Question
Good Shopper Good Shopper is considering a capacity expansion of its supermarket. The landowner will build the addition to suit in return for $130 000
Good Shopper
Good Shopper is considering a capacity expansion of its supermarket. The landowner will build the addition to suit in return for $130 000 upon completion and a five-year lease. The increase in rent for the addition is $12 500 per month. The annual sales projected through year 5 are in the table below. The current effective capacity is equivalent to 500 000 customers per year. Assume a 4 percent pretax profit on sales.

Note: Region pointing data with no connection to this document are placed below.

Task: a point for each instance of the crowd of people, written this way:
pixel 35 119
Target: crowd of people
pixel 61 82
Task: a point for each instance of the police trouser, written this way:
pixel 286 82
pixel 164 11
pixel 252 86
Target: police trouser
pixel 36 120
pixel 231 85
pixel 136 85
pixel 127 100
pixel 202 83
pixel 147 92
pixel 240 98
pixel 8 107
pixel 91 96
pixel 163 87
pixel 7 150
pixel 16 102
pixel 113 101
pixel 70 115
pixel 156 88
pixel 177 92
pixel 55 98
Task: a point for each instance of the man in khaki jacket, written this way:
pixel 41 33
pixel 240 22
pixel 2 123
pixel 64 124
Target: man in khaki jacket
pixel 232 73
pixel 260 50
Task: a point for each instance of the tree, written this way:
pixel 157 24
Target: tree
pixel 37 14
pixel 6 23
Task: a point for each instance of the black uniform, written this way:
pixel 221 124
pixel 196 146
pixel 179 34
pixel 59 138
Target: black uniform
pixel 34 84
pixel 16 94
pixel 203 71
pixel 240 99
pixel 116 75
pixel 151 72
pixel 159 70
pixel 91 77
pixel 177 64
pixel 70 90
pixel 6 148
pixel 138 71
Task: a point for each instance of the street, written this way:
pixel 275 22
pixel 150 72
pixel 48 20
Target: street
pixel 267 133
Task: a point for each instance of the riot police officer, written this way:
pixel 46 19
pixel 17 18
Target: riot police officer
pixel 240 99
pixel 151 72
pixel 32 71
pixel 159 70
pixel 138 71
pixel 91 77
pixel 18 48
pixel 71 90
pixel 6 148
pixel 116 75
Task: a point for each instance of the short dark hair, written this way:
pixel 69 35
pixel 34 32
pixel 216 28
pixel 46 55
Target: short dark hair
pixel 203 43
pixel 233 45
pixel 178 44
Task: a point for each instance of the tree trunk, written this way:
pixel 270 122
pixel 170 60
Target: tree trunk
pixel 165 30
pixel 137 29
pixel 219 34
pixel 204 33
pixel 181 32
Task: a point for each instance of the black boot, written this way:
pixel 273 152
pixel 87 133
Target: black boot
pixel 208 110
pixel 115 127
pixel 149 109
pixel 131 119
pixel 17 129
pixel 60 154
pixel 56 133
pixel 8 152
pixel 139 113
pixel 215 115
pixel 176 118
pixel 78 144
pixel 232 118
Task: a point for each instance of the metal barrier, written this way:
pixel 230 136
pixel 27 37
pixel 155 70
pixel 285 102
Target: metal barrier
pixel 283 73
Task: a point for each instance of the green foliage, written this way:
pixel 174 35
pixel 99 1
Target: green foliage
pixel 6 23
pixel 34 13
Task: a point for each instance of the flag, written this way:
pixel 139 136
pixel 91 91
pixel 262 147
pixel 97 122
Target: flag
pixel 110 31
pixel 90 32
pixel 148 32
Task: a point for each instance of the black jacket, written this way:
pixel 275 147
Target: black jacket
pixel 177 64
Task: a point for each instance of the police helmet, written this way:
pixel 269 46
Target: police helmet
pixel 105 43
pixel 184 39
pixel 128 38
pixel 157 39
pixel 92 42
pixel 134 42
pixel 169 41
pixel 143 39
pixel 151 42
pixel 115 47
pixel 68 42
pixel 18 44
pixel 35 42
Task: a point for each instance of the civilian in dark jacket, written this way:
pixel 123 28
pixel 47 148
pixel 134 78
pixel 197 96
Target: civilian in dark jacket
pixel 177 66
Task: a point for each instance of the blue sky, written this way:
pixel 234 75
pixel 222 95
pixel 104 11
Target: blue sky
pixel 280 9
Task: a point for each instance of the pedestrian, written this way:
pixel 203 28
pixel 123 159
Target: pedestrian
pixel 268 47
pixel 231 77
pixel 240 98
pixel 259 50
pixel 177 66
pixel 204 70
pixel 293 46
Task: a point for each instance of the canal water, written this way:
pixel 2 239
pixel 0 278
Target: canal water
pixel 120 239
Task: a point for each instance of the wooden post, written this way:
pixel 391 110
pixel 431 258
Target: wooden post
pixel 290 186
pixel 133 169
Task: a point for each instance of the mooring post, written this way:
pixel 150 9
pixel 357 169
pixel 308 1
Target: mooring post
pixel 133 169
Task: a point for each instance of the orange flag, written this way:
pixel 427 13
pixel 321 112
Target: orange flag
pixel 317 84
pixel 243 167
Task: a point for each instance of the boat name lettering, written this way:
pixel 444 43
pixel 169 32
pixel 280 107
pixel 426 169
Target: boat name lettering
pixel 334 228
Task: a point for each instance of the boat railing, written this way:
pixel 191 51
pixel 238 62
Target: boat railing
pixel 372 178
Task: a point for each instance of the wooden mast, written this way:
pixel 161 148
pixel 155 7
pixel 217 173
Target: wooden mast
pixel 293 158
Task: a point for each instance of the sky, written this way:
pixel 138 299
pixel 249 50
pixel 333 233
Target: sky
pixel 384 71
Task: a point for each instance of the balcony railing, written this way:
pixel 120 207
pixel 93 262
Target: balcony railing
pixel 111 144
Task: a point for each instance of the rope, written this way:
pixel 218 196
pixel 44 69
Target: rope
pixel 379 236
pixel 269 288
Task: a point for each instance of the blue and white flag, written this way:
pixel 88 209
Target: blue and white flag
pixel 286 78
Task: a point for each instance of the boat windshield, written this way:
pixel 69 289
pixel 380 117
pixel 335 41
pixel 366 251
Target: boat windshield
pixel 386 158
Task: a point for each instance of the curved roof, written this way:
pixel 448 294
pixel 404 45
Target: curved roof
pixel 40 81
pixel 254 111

Year 1 | Year 2 | Year 3 | Year 4 | Year 5 | |
Customers | 560 000 | 610 000 | 650 000 | 690 000 | 715 000 |
Average sales per customer | 30 | 34 | 37 | 39 | 40 |
4.1 If Good Shopper expands its capacity to serve 700 000 customers per year now (end of year 0), what are the projected annual incremental pretax cash flows attributable to this expansion?
4.2 If Good Shopper expands its capacity to serve 700 000 customers per year at the end of year 2, the landowner will build the same addition for $180 000 and a 3-year lease at $13 500 per month. What are the projected annual incremental pretax cash flows attributable to this expansion alternative?
4.3 Based on calculations, what recommendation would you give to Good Shopper?
in the question "4 percent profit on sales before taxes" means the company's margin percentage investment so positive cash flow for year 1 is 60000 * $30 * 4% = $72000 (minus rent etc.)